Limited Liability Protection: As your company is a separate entity, shareholders are not personally liable for its debts and losses beyond the amount of their share capital. This means if the startup fails, the founders’ personal assets (e.g., their homes, savings) are protected from business creditors. This encourages risk-taking and innovation, which are hallmarks of the tech industry.
Ease of Raising Capital: As the Pte. Ltd. structure is familiar and trusted by venture capitalists (VCs) and angel investors in Singapore and globally, issuing shares to new investors becomes a straightforward process of allotting new equity. Different classes of shares and employee stock option plans (ESOPs) can also be easily implemented.
Enhanced Credibility and Professional Image: Operating as a Pte. Ltd. signals stability and professionalism to potential clients, partners, and employees.
Tax Benefits and Incentives: A Singapore-incorporated Pte. Ltd. is treated as a Singapore tax resident and can take full advantage of the country's attractive tax regime. This includes a low corporate tax rate of 17%, and more importantly for startups, the Start-up Tax Exemption (SUTE) scheme, which provides significant tax breaks on profits for the first three years of operation.
Perpetual Succession: The company's existence is not affected by the resignation, death, or change in ownership of its shareholders or directors. This ensures business continuity, which is vital for long-term projects and partnerships.
Find out how Mezzanine Enterprise can help you incorporate your company as a Pte. Ltd.:
The most highly recommended company structure for a startup is the Private Limited Company (Pte. Ltd.), due to its scalability and liability protection. Here is a breakdown of the setup process:
1. Choose and Reserve Your Company Name: The first step is to choose a unique name for your company. This name must not be identical to an existing business name and should not be obscene or offensive. You must obtain approval and reserve your proposed name with ACRA through the BizFile+ portal. The name reservation is typically valid for 120 days.
2. Appoint Company Officers: A Singapore Pte. Ltd. has specific personnel requirements:
At least one Resident Director: This director must be a Singapore Citizen, Permanent Resident, or an EntrePass/Employment Pass holder. They must be at least 18 years old and not be an undischarged bankrupt or convicted of any malpractice.
At least one Shareholder: A shareholder can be an individual or a corporate body, local or foreign. There is a minimum of one and a maximum of 50 shareholders for a Pte. Ltd.
A qualified Company Secretary: You must appoint a Singapore-resident company secretary within 6 months of incorporation. The sole director cannot also act as the company secretary.
3. Establish a Registered Address: Every company must have a registered physical office address (not a P.O. Box) where official correspondence can be sent in Singapore.

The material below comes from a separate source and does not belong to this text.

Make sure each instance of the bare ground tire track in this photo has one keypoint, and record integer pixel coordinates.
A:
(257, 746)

It must be open and accessible to the public during normal office hours.
Determine Share Capital: You need to decide on the initial share capital. The minimum paid-up capital is S$1, which makes it very accessible for startups to get started.

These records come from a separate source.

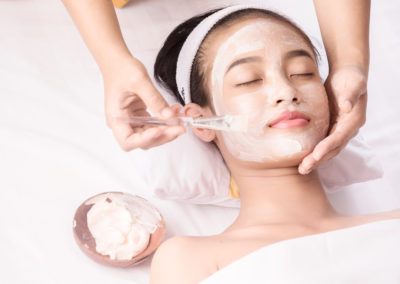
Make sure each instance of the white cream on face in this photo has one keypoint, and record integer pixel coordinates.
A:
(117, 231)
(262, 144)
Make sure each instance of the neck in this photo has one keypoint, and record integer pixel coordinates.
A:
(281, 196)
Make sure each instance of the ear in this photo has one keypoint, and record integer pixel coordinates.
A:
(194, 110)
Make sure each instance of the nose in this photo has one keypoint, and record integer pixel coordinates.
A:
(285, 93)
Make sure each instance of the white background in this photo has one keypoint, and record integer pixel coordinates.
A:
(56, 151)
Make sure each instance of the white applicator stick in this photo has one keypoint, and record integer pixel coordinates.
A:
(223, 123)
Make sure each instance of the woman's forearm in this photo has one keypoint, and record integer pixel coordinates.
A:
(345, 31)
(98, 24)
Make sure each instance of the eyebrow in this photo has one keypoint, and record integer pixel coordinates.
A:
(297, 52)
(243, 61)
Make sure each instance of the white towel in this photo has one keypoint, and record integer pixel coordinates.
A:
(367, 254)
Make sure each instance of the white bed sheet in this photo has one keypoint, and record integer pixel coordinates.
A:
(56, 151)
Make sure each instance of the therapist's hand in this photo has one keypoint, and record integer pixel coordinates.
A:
(129, 91)
(347, 91)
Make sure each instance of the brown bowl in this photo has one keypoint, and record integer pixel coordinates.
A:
(87, 242)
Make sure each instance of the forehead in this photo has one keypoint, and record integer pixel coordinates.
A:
(249, 34)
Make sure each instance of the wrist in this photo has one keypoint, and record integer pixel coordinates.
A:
(113, 60)
(350, 60)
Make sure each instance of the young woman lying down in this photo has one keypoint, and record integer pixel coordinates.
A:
(254, 62)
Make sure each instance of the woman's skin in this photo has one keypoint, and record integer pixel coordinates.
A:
(277, 202)
(129, 90)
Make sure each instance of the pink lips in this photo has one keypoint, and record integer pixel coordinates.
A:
(290, 119)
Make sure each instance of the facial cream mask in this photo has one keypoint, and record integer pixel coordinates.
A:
(267, 40)
(121, 227)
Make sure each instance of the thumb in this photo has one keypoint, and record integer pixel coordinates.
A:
(153, 99)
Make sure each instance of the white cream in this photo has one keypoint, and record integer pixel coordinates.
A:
(117, 232)
(263, 144)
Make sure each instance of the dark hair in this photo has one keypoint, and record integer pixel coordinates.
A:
(165, 65)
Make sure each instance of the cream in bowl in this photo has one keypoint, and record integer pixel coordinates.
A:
(118, 229)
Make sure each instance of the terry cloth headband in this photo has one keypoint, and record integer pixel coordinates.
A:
(193, 42)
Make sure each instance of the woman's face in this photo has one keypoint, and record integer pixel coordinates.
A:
(265, 70)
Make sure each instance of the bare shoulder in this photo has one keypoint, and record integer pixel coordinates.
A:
(182, 260)
(380, 216)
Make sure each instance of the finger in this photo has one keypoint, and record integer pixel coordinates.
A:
(153, 99)
(165, 138)
(309, 163)
(151, 137)
(306, 164)
(340, 134)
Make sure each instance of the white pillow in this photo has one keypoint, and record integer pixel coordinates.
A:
(191, 170)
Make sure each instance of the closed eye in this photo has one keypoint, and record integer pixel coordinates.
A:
(248, 83)
(303, 75)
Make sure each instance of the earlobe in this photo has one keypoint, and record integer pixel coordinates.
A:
(194, 110)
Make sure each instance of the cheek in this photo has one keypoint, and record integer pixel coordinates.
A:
(245, 103)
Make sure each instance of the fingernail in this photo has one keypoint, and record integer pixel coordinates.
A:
(317, 156)
(166, 113)
(346, 106)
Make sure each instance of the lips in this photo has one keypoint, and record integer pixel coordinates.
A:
(290, 119)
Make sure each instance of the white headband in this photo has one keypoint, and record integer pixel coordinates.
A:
(193, 42)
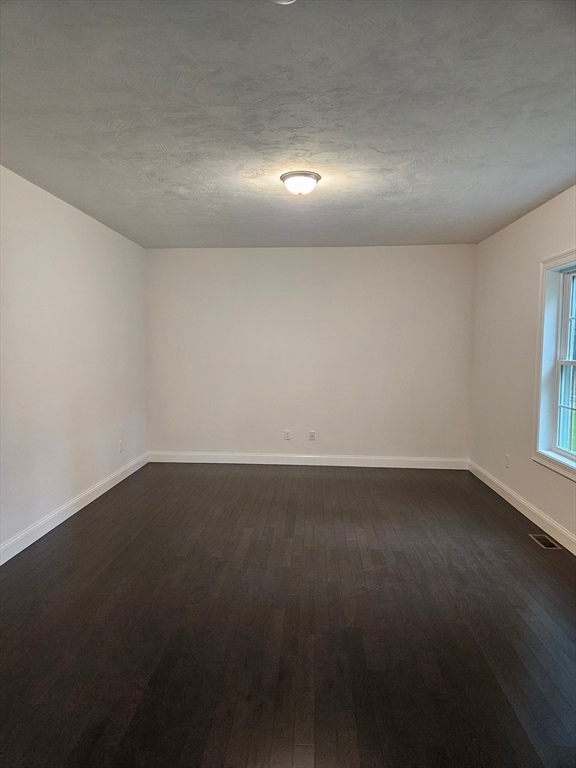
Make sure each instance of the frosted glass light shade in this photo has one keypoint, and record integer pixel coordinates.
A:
(300, 182)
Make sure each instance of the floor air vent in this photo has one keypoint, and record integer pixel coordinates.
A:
(545, 541)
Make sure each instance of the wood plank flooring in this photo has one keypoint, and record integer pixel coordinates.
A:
(288, 617)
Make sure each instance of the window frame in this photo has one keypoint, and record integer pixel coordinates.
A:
(553, 348)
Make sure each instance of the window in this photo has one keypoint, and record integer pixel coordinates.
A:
(556, 438)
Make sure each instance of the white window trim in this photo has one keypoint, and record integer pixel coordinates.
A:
(553, 458)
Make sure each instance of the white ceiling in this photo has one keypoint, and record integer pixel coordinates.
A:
(436, 121)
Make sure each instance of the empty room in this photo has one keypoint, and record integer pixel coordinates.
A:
(288, 384)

Prepare Incorporation Documents: This includes the company's Constitution (formerly known as the Memorandum and Articles of Association), which outlines the rules governing the company's operations.
Incorporate the Company with ACRA: With all the information and documents prepared, your corporate service provider can apply online with ACRA. The incorporation process is typically very fast and can be completed within a day, provided all documents are in order.

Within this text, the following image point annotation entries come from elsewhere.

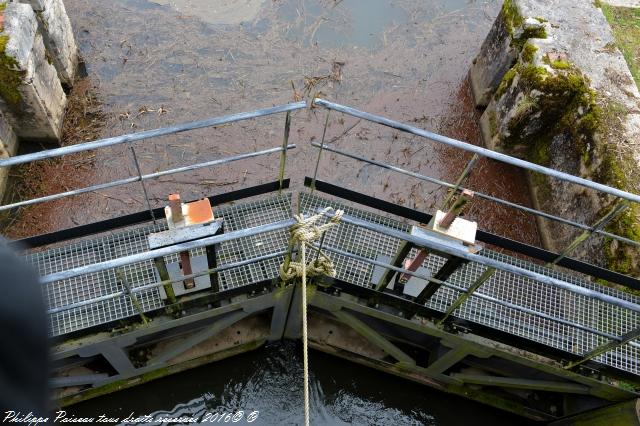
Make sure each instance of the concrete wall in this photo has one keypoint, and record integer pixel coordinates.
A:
(567, 101)
(38, 58)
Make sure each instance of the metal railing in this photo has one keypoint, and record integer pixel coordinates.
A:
(622, 202)
(146, 135)
(480, 152)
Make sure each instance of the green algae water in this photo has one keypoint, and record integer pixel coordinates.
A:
(407, 59)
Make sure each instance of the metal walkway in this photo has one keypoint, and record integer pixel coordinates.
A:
(502, 286)
(80, 289)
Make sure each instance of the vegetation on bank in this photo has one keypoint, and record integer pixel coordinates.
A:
(625, 23)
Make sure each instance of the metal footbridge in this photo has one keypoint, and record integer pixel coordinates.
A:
(495, 320)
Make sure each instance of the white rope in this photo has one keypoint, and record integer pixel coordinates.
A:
(304, 232)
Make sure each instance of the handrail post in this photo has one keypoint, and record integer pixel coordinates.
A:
(144, 187)
(463, 176)
(315, 172)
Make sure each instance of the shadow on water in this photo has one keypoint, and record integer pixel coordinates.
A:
(269, 381)
(159, 62)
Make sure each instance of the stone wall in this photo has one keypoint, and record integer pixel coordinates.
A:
(38, 56)
(565, 100)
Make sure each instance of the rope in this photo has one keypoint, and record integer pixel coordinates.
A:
(305, 231)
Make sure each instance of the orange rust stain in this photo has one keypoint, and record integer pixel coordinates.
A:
(200, 211)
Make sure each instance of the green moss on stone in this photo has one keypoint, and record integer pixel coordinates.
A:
(10, 75)
(511, 16)
(514, 24)
(506, 82)
(528, 52)
(625, 23)
(561, 101)
(493, 123)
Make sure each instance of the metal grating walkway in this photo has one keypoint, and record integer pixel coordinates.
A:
(503, 285)
(132, 241)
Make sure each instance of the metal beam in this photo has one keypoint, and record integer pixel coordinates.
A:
(477, 194)
(374, 337)
(198, 337)
(477, 150)
(142, 178)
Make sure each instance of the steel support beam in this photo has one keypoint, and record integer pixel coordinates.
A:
(517, 383)
(374, 337)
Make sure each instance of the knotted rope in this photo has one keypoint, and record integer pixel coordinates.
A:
(304, 232)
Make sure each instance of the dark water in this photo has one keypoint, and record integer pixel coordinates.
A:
(156, 63)
(269, 382)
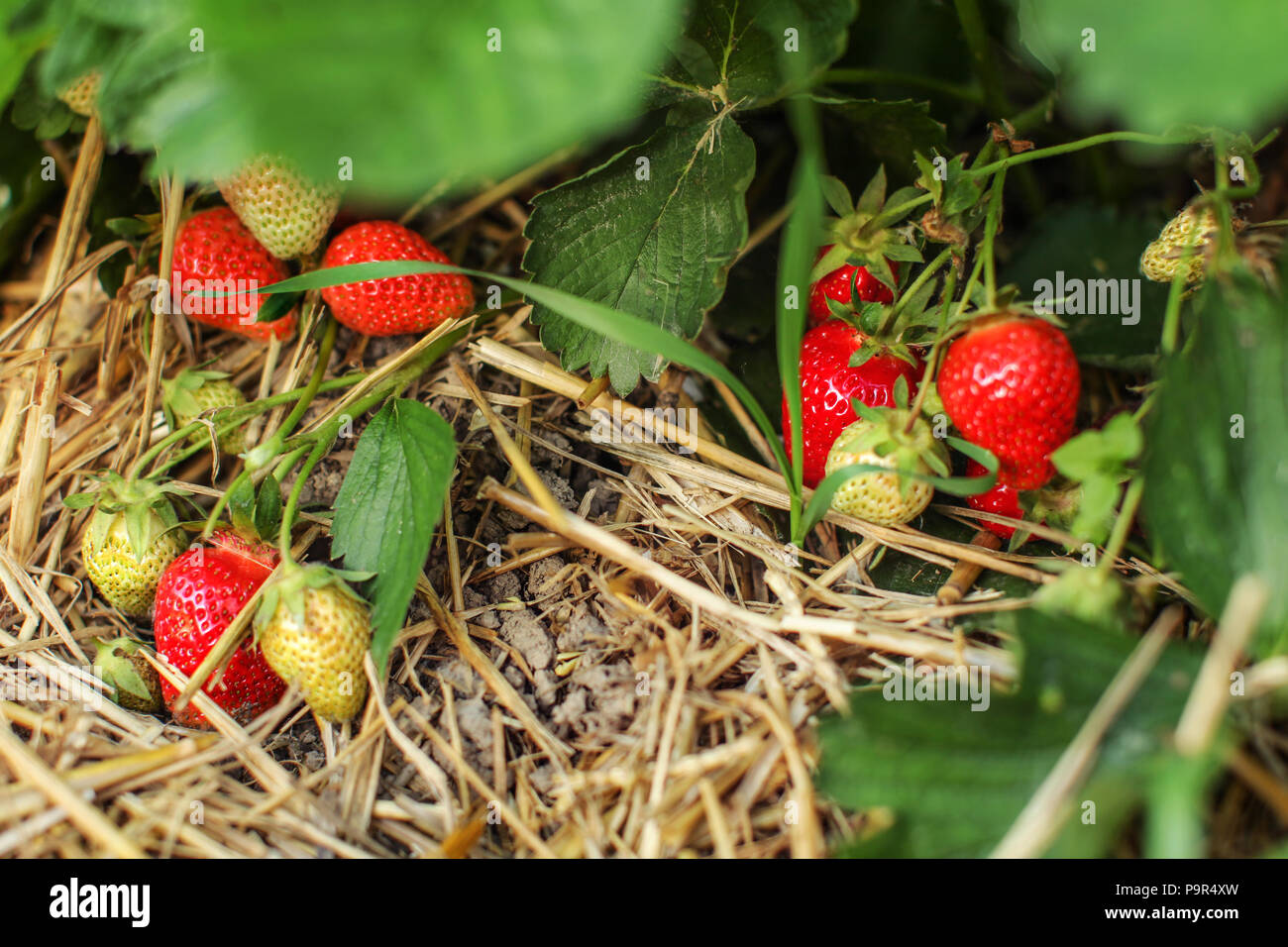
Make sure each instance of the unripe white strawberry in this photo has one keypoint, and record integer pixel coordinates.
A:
(1183, 244)
(286, 211)
(879, 438)
(193, 392)
(314, 633)
(81, 95)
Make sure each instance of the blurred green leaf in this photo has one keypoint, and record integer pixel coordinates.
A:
(1153, 64)
(888, 131)
(1089, 244)
(1215, 468)
(410, 93)
(957, 779)
(652, 232)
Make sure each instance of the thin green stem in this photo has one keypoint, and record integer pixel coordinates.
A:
(991, 224)
(222, 501)
(1069, 147)
(913, 287)
(310, 389)
(235, 418)
(897, 213)
(292, 501)
(1126, 515)
(288, 460)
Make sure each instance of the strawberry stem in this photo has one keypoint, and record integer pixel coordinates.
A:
(233, 419)
(292, 501)
(273, 446)
(1090, 142)
(927, 270)
(991, 224)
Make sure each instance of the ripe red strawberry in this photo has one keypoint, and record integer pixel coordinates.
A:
(828, 384)
(286, 211)
(215, 253)
(1012, 385)
(836, 285)
(1001, 499)
(197, 596)
(397, 304)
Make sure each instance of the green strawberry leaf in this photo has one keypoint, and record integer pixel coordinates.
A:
(532, 78)
(241, 505)
(836, 195)
(268, 506)
(892, 132)
(618, 325)
(923, 757)
(653, 232)
(277, 305)
(1138, 60)
(387, 506)
(743, 42)
(1214, 463)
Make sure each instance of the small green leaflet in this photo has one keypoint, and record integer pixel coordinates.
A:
(652, 232)
(387, 506)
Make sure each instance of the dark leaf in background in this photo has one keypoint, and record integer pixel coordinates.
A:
(1095, 244)
(1146, 69)
(296, 77)
(739, 42)
(1216, 471)
(957, 779)
(657, 248)
(885, 132)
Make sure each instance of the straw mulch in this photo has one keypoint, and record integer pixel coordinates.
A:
(610, 651)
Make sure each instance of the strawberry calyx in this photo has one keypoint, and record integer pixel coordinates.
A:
(858, 235)
(178, 392)
(143, 502)
(894, 433)
(120, 664)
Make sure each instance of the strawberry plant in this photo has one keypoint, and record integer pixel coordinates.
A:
(542, 429)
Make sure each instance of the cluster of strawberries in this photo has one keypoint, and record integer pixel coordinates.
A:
(1010, 384)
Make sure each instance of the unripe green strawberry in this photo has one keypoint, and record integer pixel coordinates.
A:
(127, 552)
(121, 664)
(1183, 244)
(286, 211)
(314, 633)
(879, 438)
(81, 95)
(193, 392)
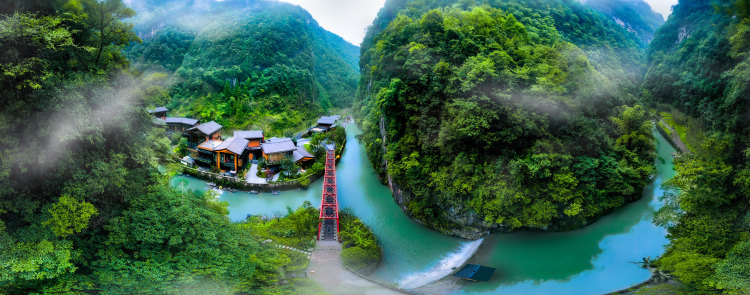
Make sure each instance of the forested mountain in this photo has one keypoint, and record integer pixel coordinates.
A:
(244, 63)
(699, 65)
(504, 118)
(83, 206)
(636, 16)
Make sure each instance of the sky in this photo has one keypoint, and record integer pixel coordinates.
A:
(350, 18)
(346, 18)
(662, 6)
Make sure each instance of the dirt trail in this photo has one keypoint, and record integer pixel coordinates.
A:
(328, 271)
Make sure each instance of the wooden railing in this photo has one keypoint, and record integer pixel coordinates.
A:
(240, 183)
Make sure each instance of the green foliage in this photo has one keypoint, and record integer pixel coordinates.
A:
(297, 229)
(495, 112)
(69, 216)
(262, 65)
(83, 206)
(361, 250)
(698, 78)
(637, 16)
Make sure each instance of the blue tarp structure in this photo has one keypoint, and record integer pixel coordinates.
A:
(473, 272)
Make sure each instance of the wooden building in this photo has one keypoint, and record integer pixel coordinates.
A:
(232, 154)
(204, 154)
(254, 140)
(159, 112)
(180, 124)
(276, 149)
(301, 155)
(202, 133)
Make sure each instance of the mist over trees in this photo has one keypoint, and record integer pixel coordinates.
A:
(244, 64)
(515, 116)
(83, 206)
(698, 64)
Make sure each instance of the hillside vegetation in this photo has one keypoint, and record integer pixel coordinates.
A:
(245, 64)
(636, 16)
(504, 118)
(83, 206)
(699, 64)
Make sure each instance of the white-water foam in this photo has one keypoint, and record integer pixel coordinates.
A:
(443, 268)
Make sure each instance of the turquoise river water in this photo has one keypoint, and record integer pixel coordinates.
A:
(593, 260)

After incorporation, your next steps include:
Opening a corporate bank account
Obtaining any necessary business licenses or permits from the relevant authorities
Registering for Goods and Services Tax (GST) if your expected annual turnover exceeds S$1 million
Mezzanine Enterprise stands ready to guide you seamlessly through each of these critical stages. Talk to us to find out more:
Shareholders: Individuals or corporate entities that own shares in the company. Their ownership stake gives them certain rights, which are primarily exercised at general meetings. These rights include:
Voting Rights
Right to Dividends
Right to Information
Right to Capital Repayment
Directors: Appointed by shareholders to manage the day-to-day business and affairs of the company. As stewards, they have significant legal duties, primarily owed to the company itself. These duties include:
Fiduciary Duties
Duty of Skill, Care, and Diligence
The liability of a shareholder in a Private Limited company is limited to the amount unpaid on their shares, meaning their personal assets are protected from business debts.
Singapore law requires a company to have at least one director who is ordinarily resident in Singapore. Directors can be classified as executive (involved in the daily management, e.g., a CEO) or non-executive (providing independent oversight and advice).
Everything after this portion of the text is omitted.